7. Am 29.05.2019 fand eine öffentliche mündliche Verhandlung vor dem Bundesverwaltungsgericht in der Angelegenheit der Antragstellung auf internationale Schutzgewährung des Bruders des Antragstellers statt, in welcher eine ergänzende Sachverhaltserhebung des Verfahrens des Bruders hinsichtlich seiner Glaubwürdigkeit durchgeführt wurde.

Mit Erkenntnis des Bundesverwaltungsgerichts vom 12.06.2019, XXXX , wurde dem Bruder des Antragstellers internationaler Schutz gewährt.

8. Im Rahmen der abgeführten öffentlichen mündlichen Verhandlung vor dem Bundesverwaltungsgericht vom 10.10.2019 wurde dem Beschwerdeführer Gelegenheit geboten, neuerlich auf seine Fluchtmotive Bezug zu nehmen und wurde versucht durch gezielte Einvernahme den Wahrheitsgehalt der Angaben des Antragstellers näher zu ergründen.

Im Rahmen des Beschwerderechtsgespräches wurden weitere Länderdokumentationsunterlagen in Form von Berichten zu Aufbau und Struktur der Taliban sowie der nachrichtendienstlichen Tätigkeit der Taliban in Afghanistan in das Verfahren eingeführt.

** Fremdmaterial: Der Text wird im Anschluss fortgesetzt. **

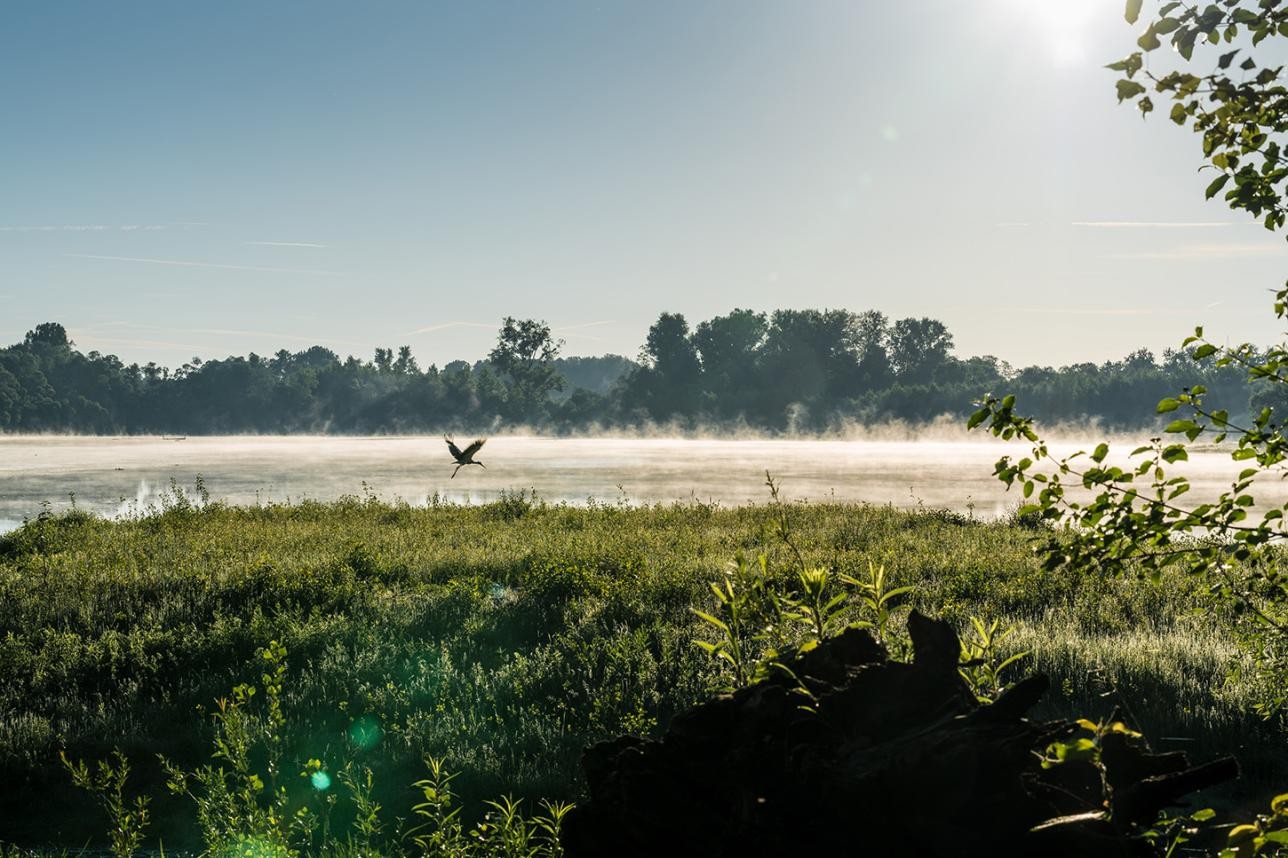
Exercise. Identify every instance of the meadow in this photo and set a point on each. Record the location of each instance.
(501, 639)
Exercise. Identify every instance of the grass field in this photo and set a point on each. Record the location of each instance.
(504, 638)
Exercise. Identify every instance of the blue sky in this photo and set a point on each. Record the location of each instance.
(183, 179)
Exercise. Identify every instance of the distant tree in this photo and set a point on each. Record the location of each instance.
(808, 360)
(406, 362)
(48, 335)
(524, 356)
(729, 351)
(667, 381)
(918, 348)
(1136, 518)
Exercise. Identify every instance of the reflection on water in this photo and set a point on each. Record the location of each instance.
(119, 476)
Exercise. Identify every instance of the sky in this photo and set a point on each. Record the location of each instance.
(186, 179)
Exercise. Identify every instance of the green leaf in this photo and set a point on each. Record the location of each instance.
(1215, 188)
(1128, 89)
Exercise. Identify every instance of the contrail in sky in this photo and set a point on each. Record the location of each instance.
(286, 244)
(196, 264)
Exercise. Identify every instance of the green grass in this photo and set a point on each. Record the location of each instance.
(504, 638)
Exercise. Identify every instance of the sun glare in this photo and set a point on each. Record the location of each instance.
(1063, 28)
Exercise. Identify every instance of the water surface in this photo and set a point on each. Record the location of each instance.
(123, 476)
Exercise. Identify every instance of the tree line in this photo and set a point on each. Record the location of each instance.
(791, 370)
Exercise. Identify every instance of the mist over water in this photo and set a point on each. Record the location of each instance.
(128, 476)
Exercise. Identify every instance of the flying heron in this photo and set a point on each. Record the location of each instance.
(464, 456)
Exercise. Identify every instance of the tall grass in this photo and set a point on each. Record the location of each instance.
(501, 638)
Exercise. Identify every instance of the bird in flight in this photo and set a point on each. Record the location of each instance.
(464, 456)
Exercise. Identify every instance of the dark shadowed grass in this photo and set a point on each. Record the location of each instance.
(502, 638)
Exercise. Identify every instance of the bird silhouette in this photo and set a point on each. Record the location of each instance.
(464, 456)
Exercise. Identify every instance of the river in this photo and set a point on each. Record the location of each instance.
(129, 474)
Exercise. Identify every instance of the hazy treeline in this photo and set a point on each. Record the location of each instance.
(787, 370)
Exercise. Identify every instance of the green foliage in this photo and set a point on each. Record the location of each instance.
(524, 356)
(1134, 518)
(508, 643)
(1265, 835)
(106, 782)
(794, 371)
(983, 661)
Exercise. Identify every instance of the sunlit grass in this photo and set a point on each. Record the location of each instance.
(502, 638)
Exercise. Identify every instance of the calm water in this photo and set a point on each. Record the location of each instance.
(119, 476)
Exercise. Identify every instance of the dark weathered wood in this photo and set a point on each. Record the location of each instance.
(894, 759)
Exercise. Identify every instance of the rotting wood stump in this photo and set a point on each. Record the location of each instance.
(897, 759)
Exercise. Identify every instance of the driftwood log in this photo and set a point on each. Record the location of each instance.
(895, 759)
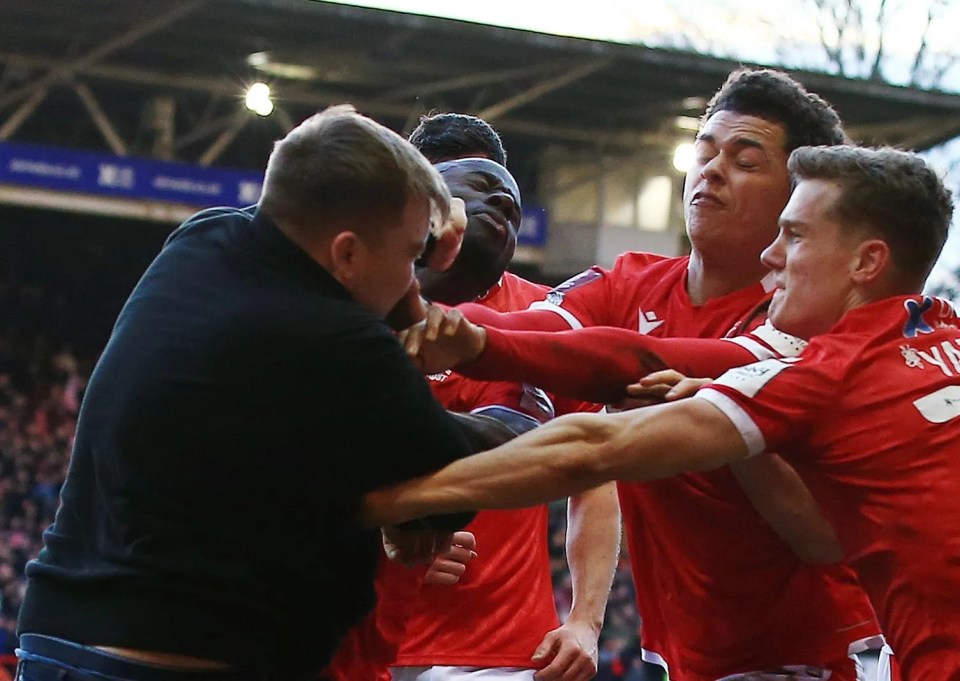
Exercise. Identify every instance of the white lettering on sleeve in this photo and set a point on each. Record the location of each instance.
(741, 420)
(567, 317)
(935, 358)
(940, 406)
(751, 378)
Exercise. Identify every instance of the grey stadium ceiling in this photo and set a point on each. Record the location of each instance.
(165, 78)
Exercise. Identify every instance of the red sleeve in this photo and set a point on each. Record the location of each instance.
(525, 320)
(596, 364)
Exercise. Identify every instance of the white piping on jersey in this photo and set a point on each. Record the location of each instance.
(862, 645)
(748, 430)
(755, 348)
(567, 317)
(654, 658)
(479, 411)
(767, 282)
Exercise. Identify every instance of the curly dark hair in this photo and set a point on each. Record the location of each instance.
(449, 136)
(773, 95)
(892, 193)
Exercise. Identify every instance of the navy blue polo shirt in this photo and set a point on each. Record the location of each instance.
(242, 407)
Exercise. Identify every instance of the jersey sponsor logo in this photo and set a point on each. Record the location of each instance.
(750, 379)
(918, 319)
(940, 406)
(557, 294)
(782, 343)
(648, 321)
(945, 356)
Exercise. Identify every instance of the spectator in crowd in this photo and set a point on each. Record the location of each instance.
(251, 388)
(706, 525)
(869, 412)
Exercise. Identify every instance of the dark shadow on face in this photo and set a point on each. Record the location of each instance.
(492, 201)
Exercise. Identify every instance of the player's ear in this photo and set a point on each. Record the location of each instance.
(870, 260)
(346, 254)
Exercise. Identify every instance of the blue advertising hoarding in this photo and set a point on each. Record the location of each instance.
(146, 179)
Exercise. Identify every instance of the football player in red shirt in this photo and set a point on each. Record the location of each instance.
(502, 612)
(453, 631)
(869, 413)
(758, 605)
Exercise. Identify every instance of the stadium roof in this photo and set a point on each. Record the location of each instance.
(166, 79)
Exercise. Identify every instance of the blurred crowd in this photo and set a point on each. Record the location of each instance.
(42, 379)
(41, 384)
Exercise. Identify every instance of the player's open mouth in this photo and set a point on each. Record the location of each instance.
(499, 226)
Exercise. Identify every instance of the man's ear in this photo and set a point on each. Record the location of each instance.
(346, 252)
(871, 260)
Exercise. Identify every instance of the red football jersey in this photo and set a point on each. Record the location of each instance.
(870, 416)
(718, 591)
(368, 649)
(503, 605)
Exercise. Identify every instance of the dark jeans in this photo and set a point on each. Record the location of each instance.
(44, 658)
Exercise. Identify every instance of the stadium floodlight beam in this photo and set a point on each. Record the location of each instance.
(258, 99)
(683, 156)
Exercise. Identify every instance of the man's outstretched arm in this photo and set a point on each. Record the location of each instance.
(567, 456)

9. Im Nachhang zur abgeführten Beschwerdeverhandlung bezog der Beschwerdeführer mit Schriftsatz vom 24.10.2019 schriftlich Stellung und führte er hierin zentral an, dass er mit entscheidungsrelevanter Wahrscheinlichkeit im Falle einer Rückkehr nach Afghanistan abermals ins Visier der Taliban geraten würde. In diesem Zusammenhang verwies der Antragsteller auf die Berichte von UNHCR und EASO sowie ua auf gutachterliche Stellungnahmen des Afghanistan Experten Dr. Rasuly, wonach Taliban in Gebieten, die sie beherrschen würden, auch Familienmitglieder einer Person, die den Aufforderungen der Taliban nicht nachgekommen sei und aus der Herrschaft Region der Taliban stamme, bestrafen würden. Auf eine aktuelle Entscheidung des erkennenden Gerichtes in einem ähnlich gelagerten Sachverhaltsfall wurde verwiesen. Der Antragsteller sei aufgrund seiner Zugehörigkeit zur sozialen Gruppe der Familie mit entscheidungsrelevante Wahrscheinlichkeit Verfolgungshandlungen durch die Taliban ausgesetzt. Aufgrund der drohenden Verfolgungsgefahr durch die Taliban, dem großen Einflussbereich dieser auf dem gesamten afghanischen Staatsgebiet sowie der katastrophalen Sicherheitslage stehe dem Beschwerdeführer überdies keine zumutbare Innerstaatliche Fluchtalternative zur Verfügung. Auch der von der belangten Behörde ins Verfahren eingeführte Bericht von Landinfo bezüglich des Nachrichtendienstes der Taliban bestätige die hohe Verfolgungsgefahr von Familienangehörigen von Personen, die aufgrund ihrer Tätigkeit für die Sicherheitskräfte ins Visier der Taliban geraten seien.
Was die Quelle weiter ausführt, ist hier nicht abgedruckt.